HanJammer wrote on 2023-05-31, 00:12:
... proceeds to agree on every point made? :]
1 pcpartner was a budget manufacturer
2 VT82C693A sucks, is unreliable, and its AGP implementation is broken
3 its ok it you only use some minimal subset of computer capabilities
ediflorianUS wrote on 2023-05-30, 08:37:
BitWrangler wrote on 2023-05-30, 01:19:
For me, it's because some of the low end stuff seems to have the survival potential of cockroaches, where some higher end stuff dies in mysterious ways that eternally confound fixing. Besides, as mature PC users we can step out of the "utterest piece of crap in the known universe and gave my gerbil cancer" mindset of describing how it was a couple of percent slower on a review back in the day. Also not expecting anything and futzing around with a cheapie and getting it running sweet is far far more satisfying than the equivalent amount of time "fighting" something high end until it works how it "should".

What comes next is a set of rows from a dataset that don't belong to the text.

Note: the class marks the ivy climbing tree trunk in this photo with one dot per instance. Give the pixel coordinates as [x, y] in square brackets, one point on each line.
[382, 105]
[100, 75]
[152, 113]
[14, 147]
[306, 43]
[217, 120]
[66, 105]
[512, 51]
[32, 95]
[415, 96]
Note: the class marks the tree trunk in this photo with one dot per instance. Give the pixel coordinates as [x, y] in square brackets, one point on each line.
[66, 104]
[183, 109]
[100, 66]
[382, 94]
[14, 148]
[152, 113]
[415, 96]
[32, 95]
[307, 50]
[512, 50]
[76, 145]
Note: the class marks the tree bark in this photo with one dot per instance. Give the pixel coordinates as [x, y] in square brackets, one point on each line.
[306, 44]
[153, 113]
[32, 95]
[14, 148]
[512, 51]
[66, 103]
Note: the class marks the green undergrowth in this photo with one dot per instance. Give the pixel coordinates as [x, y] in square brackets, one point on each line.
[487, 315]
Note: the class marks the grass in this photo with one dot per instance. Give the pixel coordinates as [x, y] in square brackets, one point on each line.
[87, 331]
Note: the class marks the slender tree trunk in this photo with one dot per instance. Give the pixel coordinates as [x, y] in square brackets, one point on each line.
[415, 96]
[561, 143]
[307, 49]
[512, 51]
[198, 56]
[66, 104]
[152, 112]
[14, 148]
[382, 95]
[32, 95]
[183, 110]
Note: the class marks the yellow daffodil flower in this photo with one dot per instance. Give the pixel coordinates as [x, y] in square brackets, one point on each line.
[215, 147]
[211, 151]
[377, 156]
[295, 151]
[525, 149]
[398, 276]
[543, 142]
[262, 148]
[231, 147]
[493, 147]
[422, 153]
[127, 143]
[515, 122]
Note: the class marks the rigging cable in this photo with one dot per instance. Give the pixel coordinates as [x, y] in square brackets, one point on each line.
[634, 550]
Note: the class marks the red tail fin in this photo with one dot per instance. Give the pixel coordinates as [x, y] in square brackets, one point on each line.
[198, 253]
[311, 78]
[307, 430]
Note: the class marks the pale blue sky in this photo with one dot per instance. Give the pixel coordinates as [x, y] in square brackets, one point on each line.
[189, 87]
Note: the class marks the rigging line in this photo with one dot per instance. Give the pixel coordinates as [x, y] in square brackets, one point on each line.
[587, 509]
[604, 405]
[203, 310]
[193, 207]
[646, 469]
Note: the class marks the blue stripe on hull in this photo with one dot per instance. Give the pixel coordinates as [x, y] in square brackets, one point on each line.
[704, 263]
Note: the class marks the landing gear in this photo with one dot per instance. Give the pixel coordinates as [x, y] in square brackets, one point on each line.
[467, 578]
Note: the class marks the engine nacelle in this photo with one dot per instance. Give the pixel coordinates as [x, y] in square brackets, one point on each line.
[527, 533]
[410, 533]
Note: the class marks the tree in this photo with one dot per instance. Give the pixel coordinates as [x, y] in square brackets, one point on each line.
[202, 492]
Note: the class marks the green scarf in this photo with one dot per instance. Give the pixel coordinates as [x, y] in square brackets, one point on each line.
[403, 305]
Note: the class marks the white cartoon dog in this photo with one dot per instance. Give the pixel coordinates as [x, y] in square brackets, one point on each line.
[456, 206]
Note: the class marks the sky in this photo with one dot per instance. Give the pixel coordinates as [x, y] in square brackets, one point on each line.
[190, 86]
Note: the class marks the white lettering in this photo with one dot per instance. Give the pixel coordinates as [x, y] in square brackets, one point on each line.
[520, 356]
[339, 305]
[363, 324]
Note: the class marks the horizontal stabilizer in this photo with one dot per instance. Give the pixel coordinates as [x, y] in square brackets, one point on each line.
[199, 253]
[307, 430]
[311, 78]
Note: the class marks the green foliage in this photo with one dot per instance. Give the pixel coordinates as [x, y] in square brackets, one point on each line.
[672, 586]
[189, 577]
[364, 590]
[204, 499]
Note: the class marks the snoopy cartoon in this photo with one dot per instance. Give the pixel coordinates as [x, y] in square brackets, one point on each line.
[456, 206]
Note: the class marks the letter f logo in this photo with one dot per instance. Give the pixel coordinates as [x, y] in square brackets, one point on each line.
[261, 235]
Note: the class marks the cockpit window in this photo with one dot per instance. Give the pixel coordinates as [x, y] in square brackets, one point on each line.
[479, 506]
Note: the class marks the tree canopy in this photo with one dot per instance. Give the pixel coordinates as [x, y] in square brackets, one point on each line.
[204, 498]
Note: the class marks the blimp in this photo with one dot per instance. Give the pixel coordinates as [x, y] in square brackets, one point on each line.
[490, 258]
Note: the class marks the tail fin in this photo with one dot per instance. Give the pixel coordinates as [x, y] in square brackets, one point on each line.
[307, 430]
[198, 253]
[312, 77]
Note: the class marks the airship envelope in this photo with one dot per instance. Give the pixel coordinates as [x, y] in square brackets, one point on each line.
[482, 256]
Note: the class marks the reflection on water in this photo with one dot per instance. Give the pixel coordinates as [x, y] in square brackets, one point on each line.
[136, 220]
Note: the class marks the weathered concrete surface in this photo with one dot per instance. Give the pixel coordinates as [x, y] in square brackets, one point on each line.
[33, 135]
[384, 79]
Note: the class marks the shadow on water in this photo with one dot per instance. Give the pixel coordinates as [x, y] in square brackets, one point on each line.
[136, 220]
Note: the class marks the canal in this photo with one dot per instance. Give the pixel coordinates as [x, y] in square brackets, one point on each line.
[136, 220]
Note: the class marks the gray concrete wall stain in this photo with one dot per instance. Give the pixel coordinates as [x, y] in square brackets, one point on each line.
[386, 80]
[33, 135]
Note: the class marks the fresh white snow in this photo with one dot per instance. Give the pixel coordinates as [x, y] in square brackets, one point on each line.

I Agree with that statement , since I moved onto brand's (compaq/hp/apple/dell/etc/etc) I never ever looked back.
Dell never touched VIA. Neither did HP, in fact HP mainly shipped OEM Asus boards 😀 Those companies specialized in B2B with support contracts, best way to lower your support cost is by shipping reliable hardware. There is one item not like the others on your list. Compaq was dabbling in everything, sis, via, cyrix, k5, k6, 5.25" Quantum Bigfoots, pathetic integrated graphics (selling "3D accelerated" Ati Rage LT with no AGP slot in 1998), anything to flood supermarkets with volume of crap. Unsurprisingly they went out of business in 2002 and sold itself to HP.